To put it another way, if “selfish” means utility-maximization, which by definition is always being done (possibly to the extent of being second-order rational by rationally deciding not to spend the time to exactly optimize our utility function), then everything is selfish. Then let’s define a new term, “selfish2,” to represent behavior that benefits ourselves instrumentally without concern for the happiness of others. Then our point is that rationality is not the same as selfish2.

Also, some of his commenters questioned whether a single vote could be decisive, what with recounts etc. The answer is, yes, it can, because there is ultimately some threshold (even if unobservable) as to whether the recount occurs. And even if this threshold is itself probabilistic, the probabilities can be added. We demonstrate this mathematically in the Appendix to the 2004 Gelman, Katz, and Bafumi article in the British Journal of Political Science; see page 674 here.
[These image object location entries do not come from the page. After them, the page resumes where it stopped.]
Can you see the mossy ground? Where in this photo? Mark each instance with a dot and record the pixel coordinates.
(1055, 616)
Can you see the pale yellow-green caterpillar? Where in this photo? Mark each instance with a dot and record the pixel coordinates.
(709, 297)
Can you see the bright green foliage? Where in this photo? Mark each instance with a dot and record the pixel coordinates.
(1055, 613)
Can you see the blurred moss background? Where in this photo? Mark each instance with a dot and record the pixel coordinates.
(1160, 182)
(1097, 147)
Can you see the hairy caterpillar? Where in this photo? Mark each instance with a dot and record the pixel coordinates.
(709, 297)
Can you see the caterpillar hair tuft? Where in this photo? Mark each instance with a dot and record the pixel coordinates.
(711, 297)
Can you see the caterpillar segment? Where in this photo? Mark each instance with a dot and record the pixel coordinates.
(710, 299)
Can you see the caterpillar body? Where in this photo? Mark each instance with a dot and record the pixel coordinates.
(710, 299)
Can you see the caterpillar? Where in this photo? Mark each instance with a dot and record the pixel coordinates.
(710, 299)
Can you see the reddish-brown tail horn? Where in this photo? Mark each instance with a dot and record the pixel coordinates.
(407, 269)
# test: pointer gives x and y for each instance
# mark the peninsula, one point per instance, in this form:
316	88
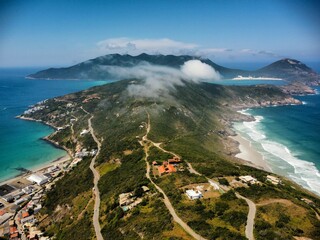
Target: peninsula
163	165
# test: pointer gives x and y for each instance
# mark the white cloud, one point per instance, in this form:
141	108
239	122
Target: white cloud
159	80
196	70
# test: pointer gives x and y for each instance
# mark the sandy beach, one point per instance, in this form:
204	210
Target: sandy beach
42	167
248	153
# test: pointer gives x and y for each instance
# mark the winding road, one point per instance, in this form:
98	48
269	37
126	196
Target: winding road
166	200
252	206
250	218
96	175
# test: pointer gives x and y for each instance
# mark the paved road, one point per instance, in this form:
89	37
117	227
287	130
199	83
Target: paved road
166	200
250	218
96	175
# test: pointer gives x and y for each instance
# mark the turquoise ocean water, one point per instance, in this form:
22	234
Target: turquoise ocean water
20	141
287	137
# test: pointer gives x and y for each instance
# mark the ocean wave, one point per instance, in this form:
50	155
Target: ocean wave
280	158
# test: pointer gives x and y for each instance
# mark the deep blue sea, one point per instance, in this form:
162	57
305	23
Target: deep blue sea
20	141
288	138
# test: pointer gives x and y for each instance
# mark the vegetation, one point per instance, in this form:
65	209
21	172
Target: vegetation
193	123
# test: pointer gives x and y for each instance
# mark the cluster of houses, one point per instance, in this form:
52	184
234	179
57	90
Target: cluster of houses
170	166
90	98
128	200
26	201
79	155
37	107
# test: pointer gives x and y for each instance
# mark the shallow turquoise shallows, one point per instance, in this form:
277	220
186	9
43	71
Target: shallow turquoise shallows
21	144
288	137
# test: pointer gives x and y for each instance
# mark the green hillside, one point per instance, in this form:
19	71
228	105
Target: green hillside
192	121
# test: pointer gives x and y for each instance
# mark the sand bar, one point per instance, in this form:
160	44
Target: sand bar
248	153
39	168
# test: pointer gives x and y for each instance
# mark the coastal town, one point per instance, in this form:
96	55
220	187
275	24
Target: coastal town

P.S. Mark has further remarks here. Those are his comments on my comments on his comments on my article which, when you come down to it, was basically a comment on some of the political science literature. That should be enough, I think.

4 Comments

  1. conchis says:

    This doesn't really affect your main point, but there's another definition of selfish that I think lots of people operate with.

    "If helping other people makes me happy, why would
    caring about other people be contrary to my own self-interest?"

    The obvious answer to this is that you could care about other people more than actually makes you happy. We do this all the time, and the entire concept of self-sacrifice is built around it.

    Not being self-sacrificing isn't something we do by definition. However, it's also not clear that voting behavior is self-sacrificing in this sense.

    (Again, this is not meant to detract from the point of your argument. I just wanted to suggest that your two definitions didn't exhaust the possible space of concepts.)

  2. John says:

    Andrew—

    You and Mark are committing a common error: equating utility maximization with selfishness. Generally speaking, the two are unrelated. An economic actor has preferences, and we assume those preferences to be rational, which means that when goods are compared pairwise, the relation "at least as good as" is complete and transitive. That's what it means to be a rational economic actor; there is no statement whatsoever as to what goods a person prefers, so it can be entirely rational to have a preference for, say, giving gifts.

    Goods can be abstract. When one purchases home insurance, one is purchasing a degree of certainty; when one gambles, one is purchasing a degree of risk. We are even willing to pay for fairness, as demonstrated by the ultimatum game where players will reject divisions that benefit them monetarily but which they perceive to be unfair.

    As an economic actor I have limited money and time, obviously, and lets suppose that I value helping other people by volunteering at a soup kitchen. I prefer that volunteer time & effort more than (many of) my other options (given my time-money budget constraint), and since that's my preference, by volunteering, I'm maximizing utility.

    While selfishness & altruism may determine what goods I prefer to other goods, neither play a role when I act on my preferences to optimize my own utility. The latter is a neutral act.

  3. Andrew says:

    John,

    We weren't being clear enough, perhaps. I (and, I think Mark also) agree completely with what you wrote. That was our point.

  4. charles says:

    One question: if the entity you give your vote to turns out to be only self-interested, what than?
    Wouldn't your voting turn into unrational thinking; why don't they maximize for me? It still looks rational, but it's ratio based on not being heard.